Hello BP - I've been trying to find a good portfolio lender for rental property acquisitions. I've talked to many national portfolio lenders (included the recommended vendors on BP), they either have super high interest rate or crazy fees. Not trying to ask for recommendations of lenders, but merely...what is the way to go to find a good portfolio lender?

Thank you!

 I think your expectations are out of alignment. 

Agency loans (non-portfolio) are characterized by back end profits from Fannie/Freddie, which (being that they are now gov't run) amounts to a big fat subsidy from the taxpayer. In COVID world, where both the Fed and Treasury are trying to pump up real estate with printed money (or, think of M1 Garand rifles in 1942, gov't is paying 20% over the normal rifle profit margin), those back-end profits are usually something like 5x to 10x the borrower paid fees on an Agency loan, meaning that if you pay $1500 in lender fees for a $500k loan at whatever rate, I'd expect the bank's back end net profit to be in the $10k to $15k range.

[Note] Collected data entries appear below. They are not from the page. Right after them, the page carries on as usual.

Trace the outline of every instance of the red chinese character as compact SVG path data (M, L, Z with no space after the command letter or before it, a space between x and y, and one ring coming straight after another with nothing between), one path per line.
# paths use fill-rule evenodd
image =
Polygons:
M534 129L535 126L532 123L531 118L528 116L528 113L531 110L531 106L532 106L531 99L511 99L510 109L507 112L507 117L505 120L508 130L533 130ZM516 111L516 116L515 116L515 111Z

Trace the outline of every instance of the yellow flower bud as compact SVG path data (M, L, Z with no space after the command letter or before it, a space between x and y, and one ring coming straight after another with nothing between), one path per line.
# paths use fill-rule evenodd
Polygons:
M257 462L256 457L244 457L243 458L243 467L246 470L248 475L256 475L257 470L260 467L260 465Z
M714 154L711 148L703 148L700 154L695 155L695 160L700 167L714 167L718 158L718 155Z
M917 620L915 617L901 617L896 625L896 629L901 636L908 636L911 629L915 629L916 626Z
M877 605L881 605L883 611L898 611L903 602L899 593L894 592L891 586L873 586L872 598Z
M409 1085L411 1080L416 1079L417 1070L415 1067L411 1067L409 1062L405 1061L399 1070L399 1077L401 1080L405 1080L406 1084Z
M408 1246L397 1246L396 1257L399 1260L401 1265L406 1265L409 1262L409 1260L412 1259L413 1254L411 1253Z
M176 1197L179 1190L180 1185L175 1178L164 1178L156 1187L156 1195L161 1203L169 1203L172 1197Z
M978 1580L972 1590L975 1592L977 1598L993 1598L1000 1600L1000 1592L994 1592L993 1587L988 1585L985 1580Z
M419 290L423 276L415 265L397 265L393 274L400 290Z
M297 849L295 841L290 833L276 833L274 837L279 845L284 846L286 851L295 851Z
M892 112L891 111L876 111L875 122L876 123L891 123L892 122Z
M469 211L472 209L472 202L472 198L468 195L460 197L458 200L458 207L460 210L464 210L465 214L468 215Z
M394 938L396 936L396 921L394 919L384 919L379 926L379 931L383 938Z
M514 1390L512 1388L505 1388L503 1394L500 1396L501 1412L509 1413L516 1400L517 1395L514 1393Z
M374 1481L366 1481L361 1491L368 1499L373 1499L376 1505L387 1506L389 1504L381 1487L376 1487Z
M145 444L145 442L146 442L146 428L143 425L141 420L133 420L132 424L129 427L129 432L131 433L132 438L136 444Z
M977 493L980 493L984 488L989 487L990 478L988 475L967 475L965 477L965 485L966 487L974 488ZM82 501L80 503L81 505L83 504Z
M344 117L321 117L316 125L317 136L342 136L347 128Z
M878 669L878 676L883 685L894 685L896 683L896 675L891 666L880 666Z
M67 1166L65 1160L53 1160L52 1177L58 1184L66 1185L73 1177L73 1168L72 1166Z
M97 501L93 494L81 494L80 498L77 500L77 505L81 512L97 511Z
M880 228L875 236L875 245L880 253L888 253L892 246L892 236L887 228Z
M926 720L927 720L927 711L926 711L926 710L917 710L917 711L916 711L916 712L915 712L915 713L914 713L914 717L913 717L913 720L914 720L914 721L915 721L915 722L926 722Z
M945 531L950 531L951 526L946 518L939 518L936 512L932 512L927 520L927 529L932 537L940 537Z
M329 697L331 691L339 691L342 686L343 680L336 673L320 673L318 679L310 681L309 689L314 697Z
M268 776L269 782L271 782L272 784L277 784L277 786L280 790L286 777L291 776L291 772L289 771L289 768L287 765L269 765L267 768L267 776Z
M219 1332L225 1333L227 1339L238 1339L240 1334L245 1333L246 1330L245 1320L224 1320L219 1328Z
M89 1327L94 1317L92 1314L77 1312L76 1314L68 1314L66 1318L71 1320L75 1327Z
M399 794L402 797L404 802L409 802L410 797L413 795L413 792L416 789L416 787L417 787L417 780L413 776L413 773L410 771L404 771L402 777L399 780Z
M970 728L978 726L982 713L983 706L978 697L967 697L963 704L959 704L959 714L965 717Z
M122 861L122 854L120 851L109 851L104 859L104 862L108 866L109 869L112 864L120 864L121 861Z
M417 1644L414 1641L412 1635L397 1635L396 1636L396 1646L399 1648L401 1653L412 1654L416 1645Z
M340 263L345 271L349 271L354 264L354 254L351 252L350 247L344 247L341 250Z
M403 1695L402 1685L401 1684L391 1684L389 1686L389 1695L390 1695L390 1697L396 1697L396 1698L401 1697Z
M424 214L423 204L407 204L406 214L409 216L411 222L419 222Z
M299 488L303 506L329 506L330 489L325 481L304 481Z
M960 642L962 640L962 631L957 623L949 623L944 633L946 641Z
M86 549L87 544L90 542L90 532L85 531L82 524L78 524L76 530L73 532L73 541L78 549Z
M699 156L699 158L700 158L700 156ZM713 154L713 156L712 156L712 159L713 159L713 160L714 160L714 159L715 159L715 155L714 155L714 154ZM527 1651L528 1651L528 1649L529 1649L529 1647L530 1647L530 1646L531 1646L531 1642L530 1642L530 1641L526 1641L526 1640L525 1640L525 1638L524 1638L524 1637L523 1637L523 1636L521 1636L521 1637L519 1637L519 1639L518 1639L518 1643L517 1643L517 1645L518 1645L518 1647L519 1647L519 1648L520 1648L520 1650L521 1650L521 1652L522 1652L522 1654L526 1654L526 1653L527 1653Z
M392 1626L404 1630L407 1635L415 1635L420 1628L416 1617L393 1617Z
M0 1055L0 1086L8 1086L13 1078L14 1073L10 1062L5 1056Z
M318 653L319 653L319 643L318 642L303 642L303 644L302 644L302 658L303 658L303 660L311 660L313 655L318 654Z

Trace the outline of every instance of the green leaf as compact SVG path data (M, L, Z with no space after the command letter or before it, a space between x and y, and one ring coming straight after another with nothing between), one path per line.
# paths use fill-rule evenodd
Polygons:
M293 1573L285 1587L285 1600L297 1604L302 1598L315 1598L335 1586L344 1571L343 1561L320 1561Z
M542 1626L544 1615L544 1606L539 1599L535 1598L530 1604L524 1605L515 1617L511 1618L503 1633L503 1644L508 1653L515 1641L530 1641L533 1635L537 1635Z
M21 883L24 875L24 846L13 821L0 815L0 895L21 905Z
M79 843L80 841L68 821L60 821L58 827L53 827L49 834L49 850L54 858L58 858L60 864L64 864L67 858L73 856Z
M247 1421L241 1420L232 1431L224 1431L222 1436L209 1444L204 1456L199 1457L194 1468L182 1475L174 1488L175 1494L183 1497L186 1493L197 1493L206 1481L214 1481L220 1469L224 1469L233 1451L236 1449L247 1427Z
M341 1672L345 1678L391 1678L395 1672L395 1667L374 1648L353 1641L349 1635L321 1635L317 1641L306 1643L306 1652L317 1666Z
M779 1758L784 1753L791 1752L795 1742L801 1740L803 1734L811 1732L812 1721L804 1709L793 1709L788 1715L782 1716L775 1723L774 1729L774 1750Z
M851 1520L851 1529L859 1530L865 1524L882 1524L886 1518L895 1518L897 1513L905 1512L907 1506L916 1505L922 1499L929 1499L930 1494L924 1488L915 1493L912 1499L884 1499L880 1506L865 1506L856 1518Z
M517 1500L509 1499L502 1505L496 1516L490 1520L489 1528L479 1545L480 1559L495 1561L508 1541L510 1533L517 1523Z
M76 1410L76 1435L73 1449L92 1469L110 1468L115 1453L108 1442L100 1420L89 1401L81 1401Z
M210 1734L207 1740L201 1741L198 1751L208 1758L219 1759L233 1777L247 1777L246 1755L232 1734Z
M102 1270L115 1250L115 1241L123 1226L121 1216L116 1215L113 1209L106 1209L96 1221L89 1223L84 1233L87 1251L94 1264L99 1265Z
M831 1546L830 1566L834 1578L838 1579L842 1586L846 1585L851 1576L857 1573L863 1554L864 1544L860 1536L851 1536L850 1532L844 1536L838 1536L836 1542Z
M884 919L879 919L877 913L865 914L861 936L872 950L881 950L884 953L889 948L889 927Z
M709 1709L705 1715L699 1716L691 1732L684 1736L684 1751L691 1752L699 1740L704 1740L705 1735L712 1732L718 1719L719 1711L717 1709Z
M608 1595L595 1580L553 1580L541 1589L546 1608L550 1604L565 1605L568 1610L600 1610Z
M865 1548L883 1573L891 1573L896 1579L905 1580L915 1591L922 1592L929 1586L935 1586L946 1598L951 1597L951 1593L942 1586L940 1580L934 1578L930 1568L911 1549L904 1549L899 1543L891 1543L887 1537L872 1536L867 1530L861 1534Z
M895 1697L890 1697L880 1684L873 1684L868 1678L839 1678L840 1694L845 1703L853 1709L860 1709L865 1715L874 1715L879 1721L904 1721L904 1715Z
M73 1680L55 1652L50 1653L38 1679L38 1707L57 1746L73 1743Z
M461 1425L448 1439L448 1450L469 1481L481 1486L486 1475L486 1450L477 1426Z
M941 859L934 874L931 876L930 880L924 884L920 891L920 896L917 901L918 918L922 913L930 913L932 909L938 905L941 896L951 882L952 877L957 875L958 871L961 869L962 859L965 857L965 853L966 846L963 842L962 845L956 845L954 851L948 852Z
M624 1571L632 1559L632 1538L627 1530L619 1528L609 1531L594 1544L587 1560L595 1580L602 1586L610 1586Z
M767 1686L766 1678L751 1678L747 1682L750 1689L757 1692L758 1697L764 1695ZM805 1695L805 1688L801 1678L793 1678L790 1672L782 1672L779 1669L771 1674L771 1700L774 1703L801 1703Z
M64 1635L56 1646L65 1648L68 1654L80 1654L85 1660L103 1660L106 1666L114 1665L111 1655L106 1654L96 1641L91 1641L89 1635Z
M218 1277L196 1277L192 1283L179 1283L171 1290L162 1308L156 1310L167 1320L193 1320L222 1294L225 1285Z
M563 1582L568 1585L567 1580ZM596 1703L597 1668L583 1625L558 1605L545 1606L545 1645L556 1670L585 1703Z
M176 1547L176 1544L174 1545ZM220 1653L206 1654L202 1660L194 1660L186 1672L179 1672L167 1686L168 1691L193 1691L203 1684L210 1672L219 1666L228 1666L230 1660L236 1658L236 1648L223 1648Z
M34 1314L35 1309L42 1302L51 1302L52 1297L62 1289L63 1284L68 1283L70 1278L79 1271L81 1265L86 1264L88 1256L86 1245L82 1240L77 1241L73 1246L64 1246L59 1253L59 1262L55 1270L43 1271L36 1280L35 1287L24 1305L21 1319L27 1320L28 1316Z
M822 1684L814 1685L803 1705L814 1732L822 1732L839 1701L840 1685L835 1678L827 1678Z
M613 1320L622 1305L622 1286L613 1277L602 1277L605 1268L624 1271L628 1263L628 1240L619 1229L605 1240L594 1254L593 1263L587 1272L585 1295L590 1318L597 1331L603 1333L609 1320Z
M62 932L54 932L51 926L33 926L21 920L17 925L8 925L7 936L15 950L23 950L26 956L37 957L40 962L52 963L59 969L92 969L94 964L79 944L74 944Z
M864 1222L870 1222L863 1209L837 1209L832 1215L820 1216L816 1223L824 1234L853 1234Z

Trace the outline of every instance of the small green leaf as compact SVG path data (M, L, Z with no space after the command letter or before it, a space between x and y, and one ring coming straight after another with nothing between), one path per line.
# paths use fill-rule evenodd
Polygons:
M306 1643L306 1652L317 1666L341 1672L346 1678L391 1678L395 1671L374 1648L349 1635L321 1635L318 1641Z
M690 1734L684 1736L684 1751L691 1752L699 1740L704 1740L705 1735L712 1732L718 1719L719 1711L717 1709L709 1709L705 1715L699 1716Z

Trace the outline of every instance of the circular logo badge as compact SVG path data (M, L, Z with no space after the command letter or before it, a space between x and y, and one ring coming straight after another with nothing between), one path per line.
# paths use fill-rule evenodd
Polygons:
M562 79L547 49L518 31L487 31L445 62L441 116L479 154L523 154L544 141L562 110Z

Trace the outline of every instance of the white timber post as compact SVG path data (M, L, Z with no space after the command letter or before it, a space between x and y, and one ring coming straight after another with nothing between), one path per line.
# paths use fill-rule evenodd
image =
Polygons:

Portfolio loans have no back end profit or subsidy. So for it to make sense to lend you any money, at all, rather than lending it to someone seeking an Agency loan, that lost profit needs to come from you, some way or another. You are starting off with a $10k to $15k deficit by not checking the Agency boxes, that deficit needs to be zeroed out one way or another (fees, rate, terms, etc) before the portfolio lender can even consider making an actual profit (relative to the other opportunity, lending that $500k to a vanilla ho-hum W2 couple buying a primary residence, etc, where there's an automatic guaranteed freshly minted $10,000 bill [it's a two-party bill, btw,  Trump and Biden's faces both appear on this $10,000 bill together] guaranteed to come their way).

The sticker shock is sufficient that I try to avoid quoting non-Agency portfolio rates/fees/etc entirely, unless someone specifically requests it.